2 Sound Pieces, by Jim Mazza



A List of Favorite Sounds


    •    An E-flat-seventh chord
    •    Church bells at noon along the seashore
    •    Waves lapping at the dock
    •    A songbird at sunrise in January
    •    Singing all the songs of Bye, Bye Birdie — straight through
    •    My father's voice, saying farewell: "Take 'er easy, Jim"
    •    Fred Astaire's tap shoes in a syncopated rhythm
    •    The late-summer evening song of crickets and cicadas
    •    The gurgle of the creek outside our bedroom window
    •    Leon Redbone in a near-final concert, singing, When I Take My Sugar to Tea!
    •    The roar of jet engines just before takeoff




Oh, To Be a Dancer!

I should have been a dancer.  Sure, I sing a little and play the piano with some flare, but buried in this short, roundish physique is the soul of Astaire, Kelly, the Nicholas Brothers, Sammy Davis Jr., and Gregory Hines.
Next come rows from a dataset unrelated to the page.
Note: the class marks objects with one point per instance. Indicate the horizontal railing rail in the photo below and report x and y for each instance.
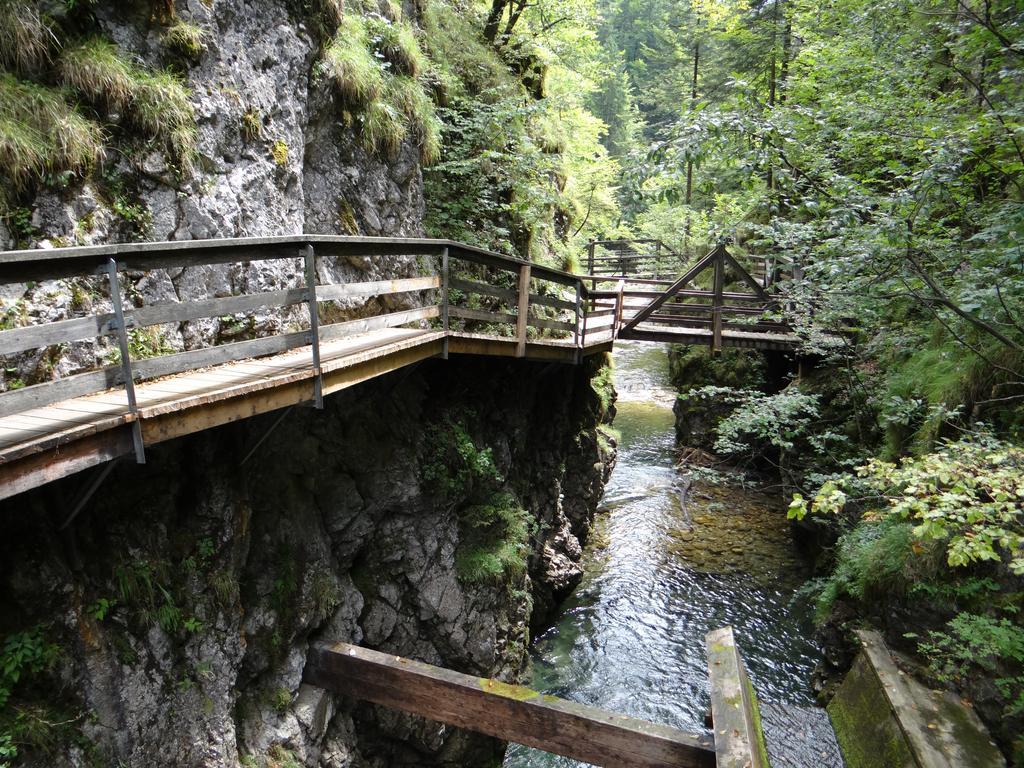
(463, 289)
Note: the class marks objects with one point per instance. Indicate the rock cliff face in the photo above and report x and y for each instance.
(296, 169)
(178, 607)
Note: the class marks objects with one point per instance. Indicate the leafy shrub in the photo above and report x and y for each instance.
(994, 644)
(969, 496)
(457, 468)
(870, 560)
(24, 654)
(493, 540)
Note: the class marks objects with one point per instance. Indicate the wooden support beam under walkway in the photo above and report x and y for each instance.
(511, 713)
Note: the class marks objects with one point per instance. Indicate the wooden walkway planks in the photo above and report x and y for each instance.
(511, 713)
(36, 444)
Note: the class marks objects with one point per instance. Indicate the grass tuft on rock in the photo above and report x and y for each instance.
(350, 65)
(382, 129)
(26, 37)
(408, 95)
(41, 133)
(493, 540)
(155, 102)
(185, 39)
(396, 42)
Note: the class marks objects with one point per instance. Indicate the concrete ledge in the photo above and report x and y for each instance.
(886, 719)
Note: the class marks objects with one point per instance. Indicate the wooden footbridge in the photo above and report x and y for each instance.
(457, 300)
(716, 301)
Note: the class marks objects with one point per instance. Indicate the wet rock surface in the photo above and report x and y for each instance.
(259, 60)
(216, 577)
(799, 736)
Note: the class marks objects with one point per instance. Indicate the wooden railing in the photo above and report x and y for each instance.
(696, 299)
(637, 258)
(462, 287)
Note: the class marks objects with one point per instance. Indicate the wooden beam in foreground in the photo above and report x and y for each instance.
(510, 713)
(738, 740)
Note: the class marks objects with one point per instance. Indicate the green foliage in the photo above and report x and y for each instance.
(155, 102)
(100, 607)
(251, 125)
(350, 65)
(967, 496)
(455, 468)
(280, 757)
(279, 151)
(603, 384)
(418, 109)
(396, 43)
(145, 587)
(382, 127)
(41, 135)
(280, 699)
(971, 640)
(778, 420)
(871, 560)
(373, 64)
(26, 36)
(185, 39)
(493, 540)
(24, 654)
(692, 367)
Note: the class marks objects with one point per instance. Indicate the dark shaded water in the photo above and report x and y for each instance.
(662, 571)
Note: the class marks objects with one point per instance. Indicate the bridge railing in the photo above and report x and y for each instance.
(716, 294)
(455, 288)
(637, 258)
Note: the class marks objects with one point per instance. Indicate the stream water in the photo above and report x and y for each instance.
(665, 566)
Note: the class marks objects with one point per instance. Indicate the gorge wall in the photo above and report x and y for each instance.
(433, 513)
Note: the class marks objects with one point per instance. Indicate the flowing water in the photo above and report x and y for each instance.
(666, 565)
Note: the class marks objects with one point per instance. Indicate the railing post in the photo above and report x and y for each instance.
(520, 347)
(444, 291)
(617, 317)
(717, 299)
(310, 259)
(576, 326)
(119, 318)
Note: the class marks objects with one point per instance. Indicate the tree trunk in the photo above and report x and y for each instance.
(494, 18)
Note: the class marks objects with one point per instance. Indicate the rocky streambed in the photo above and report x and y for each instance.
(672, 558)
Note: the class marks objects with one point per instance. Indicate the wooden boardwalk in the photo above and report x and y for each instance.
(462, 305)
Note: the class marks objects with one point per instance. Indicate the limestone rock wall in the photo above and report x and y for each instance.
(183, 598)
(260, 59)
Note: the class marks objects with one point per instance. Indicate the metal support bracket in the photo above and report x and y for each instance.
(87, 494)
(310, 259)
(119, 320)
(276, 422)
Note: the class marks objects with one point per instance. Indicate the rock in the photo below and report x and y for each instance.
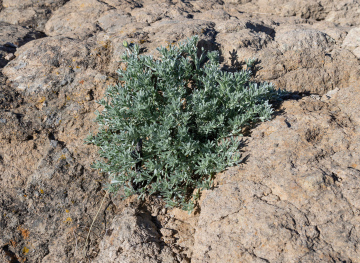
(29, 12)
(276, 201)
(133, 237)
(10, 56)
(295, 197)
(76, 18)
(352, 41)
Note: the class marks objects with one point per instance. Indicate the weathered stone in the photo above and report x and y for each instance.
(294, 199)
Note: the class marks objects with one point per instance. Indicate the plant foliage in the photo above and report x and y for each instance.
(172, 123)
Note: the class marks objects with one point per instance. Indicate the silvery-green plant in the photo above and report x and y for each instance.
(172, 123)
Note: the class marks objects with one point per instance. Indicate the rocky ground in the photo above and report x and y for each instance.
(295, 199)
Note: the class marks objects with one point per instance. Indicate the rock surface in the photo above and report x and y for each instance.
(295, 199)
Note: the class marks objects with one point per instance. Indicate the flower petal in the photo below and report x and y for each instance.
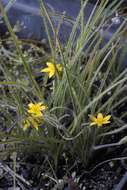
(106, 118)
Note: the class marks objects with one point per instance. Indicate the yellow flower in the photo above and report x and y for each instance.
(52, 69)
(100, 120)
(26, 124)
(36, 109)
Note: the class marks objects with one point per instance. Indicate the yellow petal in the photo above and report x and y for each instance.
(45, 70)
(51, 74)
(30, 105)
(49, 64)
(106, 118)
(106, 122)
(99, 117)
(93, 123)
(92, 118)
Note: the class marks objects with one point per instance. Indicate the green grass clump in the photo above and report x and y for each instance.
(91, 82)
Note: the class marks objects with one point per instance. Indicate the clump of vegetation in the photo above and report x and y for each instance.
(65, 111)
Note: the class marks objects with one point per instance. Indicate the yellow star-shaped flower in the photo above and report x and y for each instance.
(100, 120)
(36, 109)
(52, 69)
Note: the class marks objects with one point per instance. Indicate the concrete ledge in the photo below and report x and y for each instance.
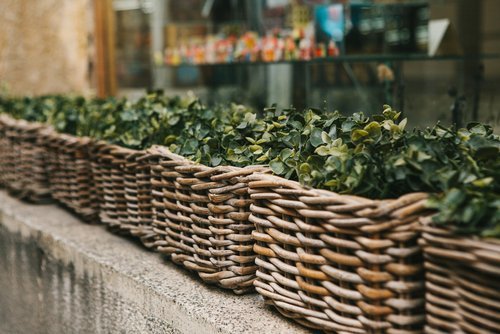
(59, 275)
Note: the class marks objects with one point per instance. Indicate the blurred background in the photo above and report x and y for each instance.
(434, 60)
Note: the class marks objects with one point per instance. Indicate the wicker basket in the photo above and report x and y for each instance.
(201, 219)
(122, 178)
(337, 262)
(5, 152)
(111, 161)
(23, 160)
(71, 177)
(462, 281)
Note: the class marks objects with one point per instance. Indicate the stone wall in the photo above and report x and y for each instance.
(60, 275)
(44, 46)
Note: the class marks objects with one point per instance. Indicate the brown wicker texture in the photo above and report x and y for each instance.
(462, 282)
(338, 263)
(138, 221)
(71, 177)
(145, 214)
(201, 219)
(116, 171)
(110, 173)
(5, 152)
(23, 160)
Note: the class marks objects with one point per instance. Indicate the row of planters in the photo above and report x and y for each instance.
(345, 224)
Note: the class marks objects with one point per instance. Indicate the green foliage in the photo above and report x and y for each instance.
(370, 156)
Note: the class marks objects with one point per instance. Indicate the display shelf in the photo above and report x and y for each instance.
(352, 59)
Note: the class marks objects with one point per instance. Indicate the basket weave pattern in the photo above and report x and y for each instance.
(71, 177)
(337, 262)
(462, 282)
(23, 160)
(201, 219)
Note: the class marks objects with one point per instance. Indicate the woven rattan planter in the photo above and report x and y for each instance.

Graceful movements, the staccato of taps against a wooden floor, the swoosh-swoosh-swoosh of a sand dance: these images and sounds call to me, fill my thoughts, my ears.

Some people hear voices in their heads.  I hear a time-step.

My Aunt Rosie had been an Arthur Murray dancer — and she taught me, as a young child, several basic steps: a foxtrot, a waltz, the Charleston, and the Jitterbug.  I loved the feeling of my body freely moving along the floor, the sound of my shoes as they took each new step.

But dancing, in the eyes of my father, was not something boys were to do. (Traditional and outdated views of masculinity often pervaded his opinions.) Football, soccer, golf: these things were okay. There were no dance lessons for me.

Not until college — when I took a jazz-dance class in an old, dusty, downtown theatre — did I have the chance to start again.  I attended classes from time to time in my early twenties and even a tap class later on, but somehow the rest of life took over — school, work, relationships — so I never really pursued this great love.

Yet, I still have a dancer inside of me. I cannot walk down the street or up a set of stairs without hearing —and feeling — what my feet might be doing . . . if they only had the chance.

More than once I've caught myself strolling down a sidewalk and adding in a rough cadence between my steps.  Usually, this is just in my head but sometimes I find myself literally dancing down the street.  Inevitably, someone coming from the other direction is startled by this seemingly crazy behavior — and yet it always results in a big smile.

Having recovered from three hip-replacement surgeries and one seriously-broken leg over the last 25 years, it may seem odd that I should have dancing constantly in my head.  But I simply cannot escape it — the sound, the rhythm, the joy of a swaying body and the tap-tap-tapping of my feet.